5. Copy the formula =1-POISSON(0,F6*prob*people/pop,TRUE) from G6 to G7:G404 to apply the Poisson approximation to the binomial to compute the probability that a person who has not already seen the video will be sent the video during the current period.
6. Copy the formula =(pop-E5)*G5 from H5 to H6:H404 to compute for each period the number of new viewers of the video by multiplying the number of people who have not seen the video times the chance that each person sees the video.
7. Copy the formula =E5+H5 from I5 to I6:I404 to compute the total number of viewers to date of the video by adding previous viewers to the new viewers created during the current period.
It is estimated that 7,971,541 people will eventually see the video.
Using a Data Table to Vary R
In your new viral marketing model, prob and People impact the predicted spread of the video only through their product prob * People, which is the expected number of people to whom each new video viewer passes the video. Watts set prob * People = R. The worksheet data table of the workbook viral.xlsx varied R. Figure 44.3 shows the dependence of the final viewers on R. Note that until R exceeds 1 the video does not go viral.

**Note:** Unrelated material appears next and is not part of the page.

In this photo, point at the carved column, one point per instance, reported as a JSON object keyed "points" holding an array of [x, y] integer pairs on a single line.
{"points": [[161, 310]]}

For example, when R = 0.8, only 49,413 people eventually see the video while if R = 2 nearly 8 million people see the video.
Figure 44-3: Dependence of video spread on R
Summary
In this chapter you learned the following:
· Let N = initial viewers of a video and R = new viewers generated per person by a video. Then for R>1, the Watts' Model predicts the eventual number of viewers will be infinite, and for R<1, the Watts' Model predicts the video will eventually reach N/(1-R) viewers.
· Because an infinite number of viewers is impossible, the Watts' Model is flawed. The major flaw is that many people may send the video to the same person. The more complex model (which utilizes the Poisson approximation to the binomial random variable) resolves this problem.
Exercises
1. Verify that for the Oxygen Network the values of N = 7,064 and S = 30,608 imply that R = 0.769.
2. Using the Watts' Model estimate the number of new viewers generated by the Coldwater Tide campaign. Use N = 900,000 and R = 0.041.
3. Apply your new viral marketing model to the Tide Coldwater campaign.
4. Determine the dependence of the spread of the video on the population size as the population size varies between 10 and 100 million.
5. For the Watts' Model estimate the final number of viewers for Tom's Petition. This petition had R = 0.58 and N = 22,582.
6. Suppose a fraction F<1 of people receiving your video view it, but a fraction 1-F do not look at the video. How does this modify the Watts' Model?